Because LandscapeHub had three environments — staging, demo and production — all of which needed infrastructure, it gave us an opportunity to teach them and then test them. Patrick would build the staging infrastructure, then explain it and let the LandscapeHub developer lead on building the demo environment. By the time they got to production, Patrick could step out entirely — the LandscapeHub team was confident enough to build on their own with Patrick as backup. In that way, we were able to transfer all of our knowledge to them, and even set them up with some new tools we hadn’t yet fully implemented ourselves.


Helping LandscapeHub’s team grow their marketplace business model

Part of the reason we worked so hard to earn Lisa’s trust at the start of the project is because we knew she needed a true technology partner. When we joined LandscapeHub, it was pretty much just Lisa and her team’s idea, with no tech team and no funding. Since then, she’s joined forces with Chad Cooper, the former CTO of Grubhub, four developers and an undisclosed amount of funding that should see them though the next few iterations.

Marketplace Growth

We prepped LandscapeHub to continue growing long after our engagement ends.
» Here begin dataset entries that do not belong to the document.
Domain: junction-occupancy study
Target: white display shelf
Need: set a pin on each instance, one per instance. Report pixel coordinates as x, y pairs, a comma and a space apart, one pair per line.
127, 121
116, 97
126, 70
To make sure LandscapeHub can continue to grow on its own steam, we’ve worked hard to transfer everything we know to the new team. We’ve paired with the team extensively, and created documentation and style guides they can use going forward.

At this point, they can continue to build their own marketplace without ever needing to call us for help. That means we can spend our time helping them solve the big, strategic problems. And, when LandscapeHub is ready, we can part ways, and the team will be fully self-sufficient. Because a true partner sets you up to succeed on your own, not depend on their support.

“Table XI was great in helping us integrate the new engineers into the project. They established the process we’ll be sticking to long after they’re off the project.”